A software audit review, or software audit, is a type of software review in which one or more auditors who are not members of the software development organization conduct "An independent examination of a software product, software process, or set of software processes to assess compliance with specifications, standards, contractual agreements, or other criteria".

"Software product" mostly, but not exclusively, refers to some kind of technical document. IEEE Std. 1028 offers a list of 32 "examples of software products subject to audit", including documentary products such as various sorts of plan, contracts, specifications, designs, procedures, standards, and reports, but also non-documentary products such as data, test data, and deliverable media.

Software audits are distinct from software peer reviews and software management reviews in that they are conducted by personnel external to, and independent of, the software development organization, and are concerned with compliance of products or processes, rather than with their technical content, technical quality, or managerial implications.

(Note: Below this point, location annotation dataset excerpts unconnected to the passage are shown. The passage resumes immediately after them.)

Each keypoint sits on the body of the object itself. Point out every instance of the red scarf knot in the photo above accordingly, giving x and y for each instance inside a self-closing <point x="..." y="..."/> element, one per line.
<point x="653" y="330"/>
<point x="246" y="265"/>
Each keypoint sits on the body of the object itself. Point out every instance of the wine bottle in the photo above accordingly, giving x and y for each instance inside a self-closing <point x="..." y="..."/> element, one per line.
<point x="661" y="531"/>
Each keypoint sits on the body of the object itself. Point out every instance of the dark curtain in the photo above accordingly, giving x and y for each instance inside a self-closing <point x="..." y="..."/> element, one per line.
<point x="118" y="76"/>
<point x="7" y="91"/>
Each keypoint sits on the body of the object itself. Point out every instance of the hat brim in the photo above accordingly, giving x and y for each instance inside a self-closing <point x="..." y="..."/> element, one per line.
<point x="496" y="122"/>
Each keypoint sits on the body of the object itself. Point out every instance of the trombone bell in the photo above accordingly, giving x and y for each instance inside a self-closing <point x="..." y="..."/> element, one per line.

The term "software audit review" is adopted here to designate the form of software audit described in IEEE Std. 1028.

Objectives and participants 

"The purpose of a software audit is to provide an independent evaluation of conformance of software products and processes to applicable regulations, standards, guidelines, plans, and procedures".  The following roles are recommended:

The Initiator (who might be a manager in the audited organization, a customer or user representative of the audited organization, or a third party), decides upon the need for an audit, establishes its purpose and scope, specifies the evaluation criteria, identifies the audit personnel, decides what follow-up actions will be required, and distributes the audit report.
The Lead Auditor (who must be someone "free from bias and influence that could reduce his ability to make independent, objective evaluations") is responsible for administrative tasks such as preparing the audit plan and assembling and managing the audit team, and for ensuring that the audit meets its objectives.
The Recorder documents anomalies, action items,  decisions, and recommendations made by the audit team.
The Auditors (who must be, like the Lead Auditor, free from bias) examine products defined in the audit plan, document their observations, and recommend corrective actions.  (There may be only a single auditor.)
The Audited Organization provides a liaison to the auditors, and provides all information requested by the auditors. When the audit is completed, the audited organization should implement corrective actions and recommendations.

Principles of a Software Audit 

The following principles of an audit should find a reflection:

 Timeliness:  Only when the processes and programming is continuous inspected in regard to their potential susceptibility to faults and weaknesses, but as well with regard to the continuation of the analysis of the found strengths, or by comparative functional analysis with similar applications an updated frame can be continued.
 Source openness:  It requires an explicit reference in the audit of encrypted programs, how the handling of open source has to be understood. E.g. programs, offering an open source application, but not considering the IM server as open source, have to be regarded as critical. An auditor should take an own position to the paradigm of the need of the open source nature within cryptologic applications.
 Elaborateness:  Audit processes should be oriented to certain minimum standard. The recent audit processes of encrypting software often vary greatly in quality, in the scope and effectiveness and also experience in the media reception often differing perceptions. Because of the need of special knowledge on the one hand and to be able to read programming code and then on the other hand to also have knowledge of encryption procedures, many users even trust the shortest statements of formal confirmation. Individual commitment as an auditor, e.g. for quality, scale and effectiveness, is thus to be assessed reflexively for yourself and to be documented within the audit.

 The financial context:  Further transparency is needed to clarify whether the software has been developed commercially and whether the audit was funded commercially (paid Audit). It makes a difference whether it is a private hobby / community project or whether a commercial company is behind it.
 Scientific referencing of learning perspectives:  Each audit should describe the findings in detail within the context and also highlight progress and development needs constructively. An auditor is not the parent of the program, but serves in a role of a mentor if the auditor is regarded as part of a PDCA learning circle (PDCA = Plan-Do-Check-Act). There should be next to the description of the detected vulnerabilities also a description of the innovative opportunities and the development of the potentials.
 Literature-inclusion:  A reader should not rely solely on the results of one review, but also judge according to a loop of a management system (e.g. PDCA, see above), to ensure, that the development team or the reviewer was and is prepared to carry out further analysis, and also in the development and review process is open to learnings and to consider notes of others. A list of references should be accompanied in each case of an audit.
 Inclusion of user manuals & documentation:  Further a check should be done, whether there are manuals and technical documentations, and, if these are expanded.
 Identify references to innovations:  Applications that allow both, messaging to offline and online contacts, so considering chat and e-mail in one application - as it is also the case with GoldBug - should be tested with high priority (criterion of presence chats in addition to the e-mail function). The auditor should also highlight the references to innovations and underpin further research and development needs.
This list of audit principles for crypto applications describes - beyond the methods of technical analysis - particularly core values, that should be taken into account

Tools 
Parts of Software audit could be done using static analysis tools that analyze application code  and score its conformance with standards, guidelines, best practices. From the List of tools for static code analysis some are covering a very large spectrum from code to architecture review, and could be use for benchmarking.